Sabtu, 29 Oktober 2011

IBU

IBU, TERIMA KASIH TIADA BERBATAS

Ketika aku bercerita pada ibuku bahwa aku suka menulis catatan di akun facebookku, beliau ingin sekali penggalan kisah hidupnya turut dicatat sambil memperlihatkan buku hariannya. Itulah sebabnya, aku ingin sekali membuat blog.

Masa kecil ibuku dilalui dengan penuh keprihatinan. Nama ibuku Supini. Dia lahir dari seorang petanikecil di desa Gesing Kalipadang. Nama kakekku Ponggo. Aku memanggil kakekku Mbah Nggo. Nama nenekku Marmirah.
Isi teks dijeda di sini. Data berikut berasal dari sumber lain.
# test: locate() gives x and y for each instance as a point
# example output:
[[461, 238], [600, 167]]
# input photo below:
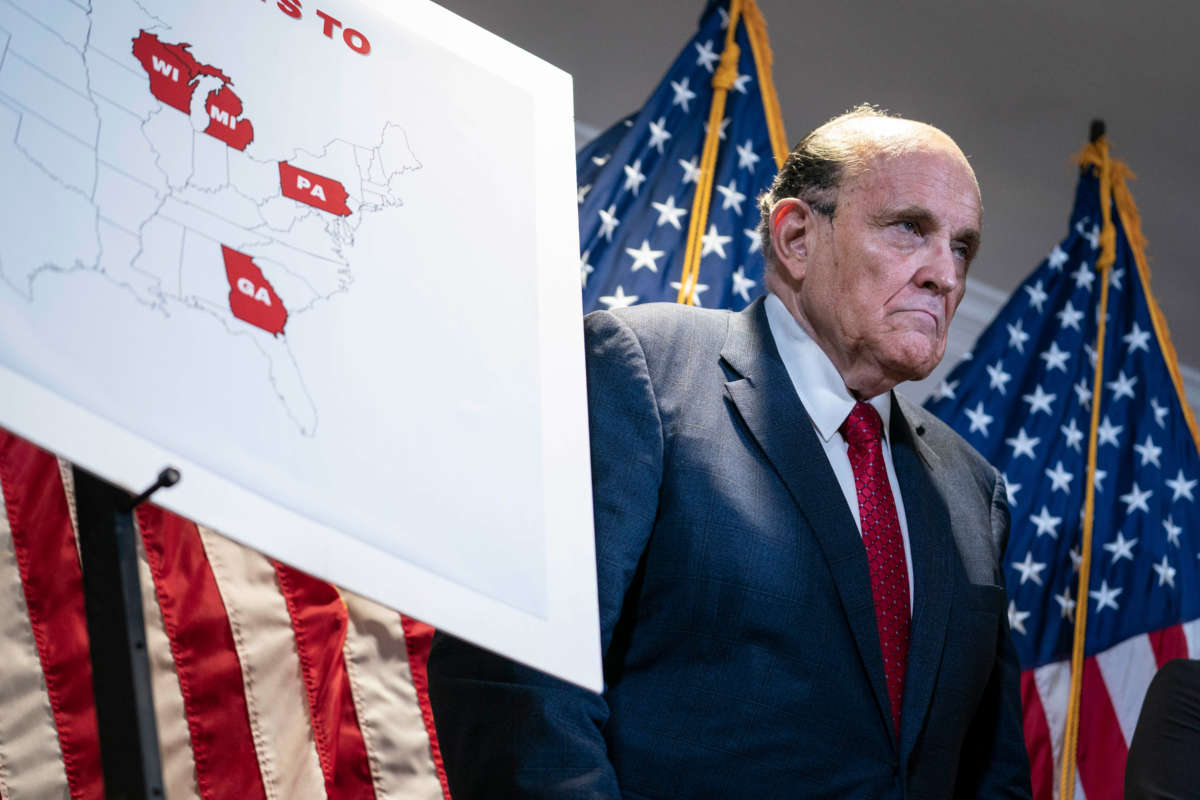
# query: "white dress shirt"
[[828, 403]]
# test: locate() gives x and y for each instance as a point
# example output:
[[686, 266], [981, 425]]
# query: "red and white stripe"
[[267, 681], [1114, 685]]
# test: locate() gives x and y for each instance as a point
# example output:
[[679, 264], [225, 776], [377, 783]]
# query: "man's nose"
[[940, 272]]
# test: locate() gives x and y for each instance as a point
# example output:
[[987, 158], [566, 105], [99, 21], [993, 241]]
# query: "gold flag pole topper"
[[723, 80], [1114, 188]]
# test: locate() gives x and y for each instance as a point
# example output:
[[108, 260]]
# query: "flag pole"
[[723, 80], [1097, 152], [763, 61]]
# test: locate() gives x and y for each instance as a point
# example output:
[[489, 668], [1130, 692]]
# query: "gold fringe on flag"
[[1114, 190]]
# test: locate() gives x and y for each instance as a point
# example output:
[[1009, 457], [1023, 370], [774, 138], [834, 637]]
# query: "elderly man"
[[799, 577]]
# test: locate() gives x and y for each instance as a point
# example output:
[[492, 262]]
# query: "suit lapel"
[[931, 542], [767, 402]]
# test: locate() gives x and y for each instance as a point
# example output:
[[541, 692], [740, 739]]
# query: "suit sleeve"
[[507, 729], [994, 762]]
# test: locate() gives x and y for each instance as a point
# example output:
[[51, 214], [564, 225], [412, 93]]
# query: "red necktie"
[[885, 546]]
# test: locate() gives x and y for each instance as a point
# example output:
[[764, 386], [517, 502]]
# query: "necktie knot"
[[863, 426]]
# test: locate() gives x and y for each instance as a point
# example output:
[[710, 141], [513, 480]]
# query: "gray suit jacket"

Tetapi mbah putriku sudah meninggal saat ibuku masih kecil. Ibu adalah anak bungsu dari 8 bersaudara. Dengan jumlah saudara yang banyak, ibu tumbuh menjadi gadis yang mandiri.
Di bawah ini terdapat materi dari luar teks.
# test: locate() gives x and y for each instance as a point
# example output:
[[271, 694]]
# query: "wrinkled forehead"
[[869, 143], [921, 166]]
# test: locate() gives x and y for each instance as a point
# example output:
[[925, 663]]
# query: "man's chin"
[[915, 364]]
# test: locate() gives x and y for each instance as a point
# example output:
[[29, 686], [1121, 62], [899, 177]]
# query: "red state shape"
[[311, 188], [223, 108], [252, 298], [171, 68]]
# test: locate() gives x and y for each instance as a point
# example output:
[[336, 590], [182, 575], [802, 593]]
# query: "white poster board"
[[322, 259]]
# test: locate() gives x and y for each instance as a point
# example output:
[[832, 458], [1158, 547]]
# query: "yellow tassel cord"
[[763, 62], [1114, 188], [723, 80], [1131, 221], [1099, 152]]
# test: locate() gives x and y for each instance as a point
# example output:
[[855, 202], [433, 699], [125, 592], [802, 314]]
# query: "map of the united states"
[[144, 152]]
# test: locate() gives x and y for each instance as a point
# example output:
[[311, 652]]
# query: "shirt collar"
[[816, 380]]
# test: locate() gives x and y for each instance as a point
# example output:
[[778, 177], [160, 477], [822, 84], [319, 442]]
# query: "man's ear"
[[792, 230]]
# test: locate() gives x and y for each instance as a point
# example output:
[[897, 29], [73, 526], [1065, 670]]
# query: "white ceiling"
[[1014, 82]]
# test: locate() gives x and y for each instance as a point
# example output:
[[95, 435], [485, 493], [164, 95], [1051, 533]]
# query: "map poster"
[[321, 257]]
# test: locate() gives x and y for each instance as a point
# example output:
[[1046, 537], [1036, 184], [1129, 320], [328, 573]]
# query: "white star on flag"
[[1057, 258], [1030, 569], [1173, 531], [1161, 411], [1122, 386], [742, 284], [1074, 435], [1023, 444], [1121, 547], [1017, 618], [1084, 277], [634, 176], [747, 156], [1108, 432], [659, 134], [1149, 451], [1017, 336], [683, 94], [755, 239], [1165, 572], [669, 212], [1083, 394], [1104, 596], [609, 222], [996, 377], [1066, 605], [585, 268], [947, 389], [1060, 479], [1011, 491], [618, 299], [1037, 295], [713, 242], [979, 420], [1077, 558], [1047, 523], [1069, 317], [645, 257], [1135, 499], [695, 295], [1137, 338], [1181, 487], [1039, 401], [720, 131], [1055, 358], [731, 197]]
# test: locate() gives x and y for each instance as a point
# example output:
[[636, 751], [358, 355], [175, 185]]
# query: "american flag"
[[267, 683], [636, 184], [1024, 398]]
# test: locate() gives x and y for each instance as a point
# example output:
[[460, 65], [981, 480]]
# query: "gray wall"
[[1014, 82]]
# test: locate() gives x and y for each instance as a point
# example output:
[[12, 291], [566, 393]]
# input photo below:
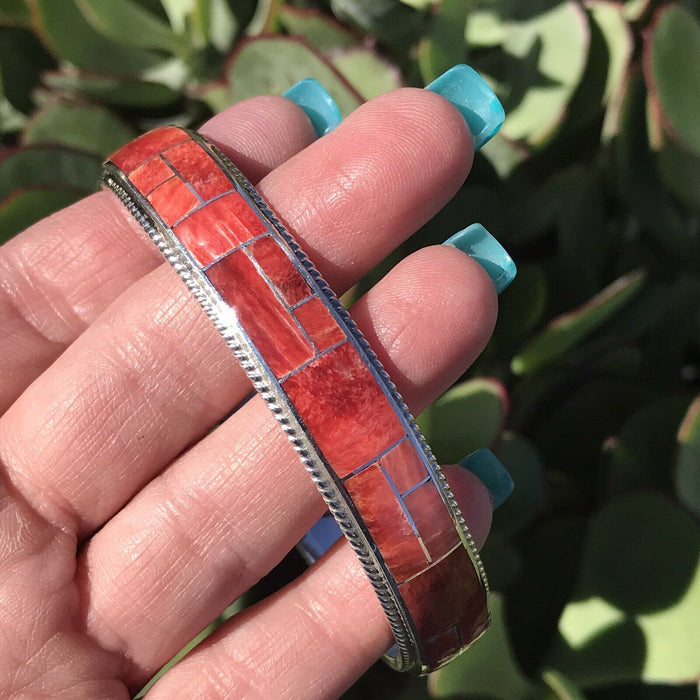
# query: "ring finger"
[[152, 375], [201, 534]]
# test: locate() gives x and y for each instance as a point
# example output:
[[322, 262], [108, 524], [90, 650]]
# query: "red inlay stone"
[[172, 200], [432, 519], [403, 466], [442, 646], [387, 523], [260, 313], [344, 408], [198, 169], [138, 151], [148, 176], [445, 594], [218, 227], [319, 324], [280, 270]]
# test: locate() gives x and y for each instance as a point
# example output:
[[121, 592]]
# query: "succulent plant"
[[588, 389]]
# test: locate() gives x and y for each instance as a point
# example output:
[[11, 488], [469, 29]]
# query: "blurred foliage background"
[[588, 390]]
Ketika gadis-gadis seusianya sudah berumah tangga, ibu bersemangat sekali melanjutkan sekolah. Sekolah Rakyat  waktu itu berjarak kira-kira 5 km di tempuh dengan jalan kaki. Sendiri, karena anak-anak di kampung itu tidak ada yang mau sekolah. Ada kejadian yang selalu dia ingat. Ketika pulang sekolah melewati galengan -pematang sawah, ada teman ibu yang pekerjaannya angon wedus selalu mengejar dan memukul pecut dari belakang. Ibu yang waktu itu masih berusia 9 tahun,  lari terbirit-birit sampai kadang-kadang terjatuh. Ketika sudah dewasa, ibu menjadi guru kemudian menjadi kepala SD. Pernah suatu kali beliau ketemu dengan temannya itu. Rupanya teman kecil ibuku itu sekarang jualan es lilin dari kampung ke kampung. Sambil bercanda ibuku bilang, "Sampeyan iku cak, aku mbiyen sering sampeyan pecuti sampe mlayu tibo-tibo!" Teman ibuku itu hanya tersenyum malu mengingat kelakuan masa kecilnya yang usil.

Selesai SR, ibuku melanjutkan sekolah SGB (Sekolah Guru Bawah) di Gresik. Bekal yang seadanya, kehidupan yang sangat sederhana di Gresik, tidak membuat semangat belajarnya menurun. Ibu memang anak yang cerdas. Kemauan belajarnya sangat besar. Nilai-nilai ulangan yang didapat ibu sangat baik. Tetapi ada satu mata pelajaran yang tidak ibu kuasai, yaitu menggambar. Nilainya selalu jelek pada mata pelajaran menggambar. Ketika itu ibu menjadi kepala sekolah SDN Munggugianti. Begitu melihat hasil menggambarku yang dikumpulkan oleh guru kelasku, beliau berurai air mata. Bukan karena bangga hasil gambarku bagus, tetapi ternyata aku "setali tiga uang"dengan beliau. Ha ha ha.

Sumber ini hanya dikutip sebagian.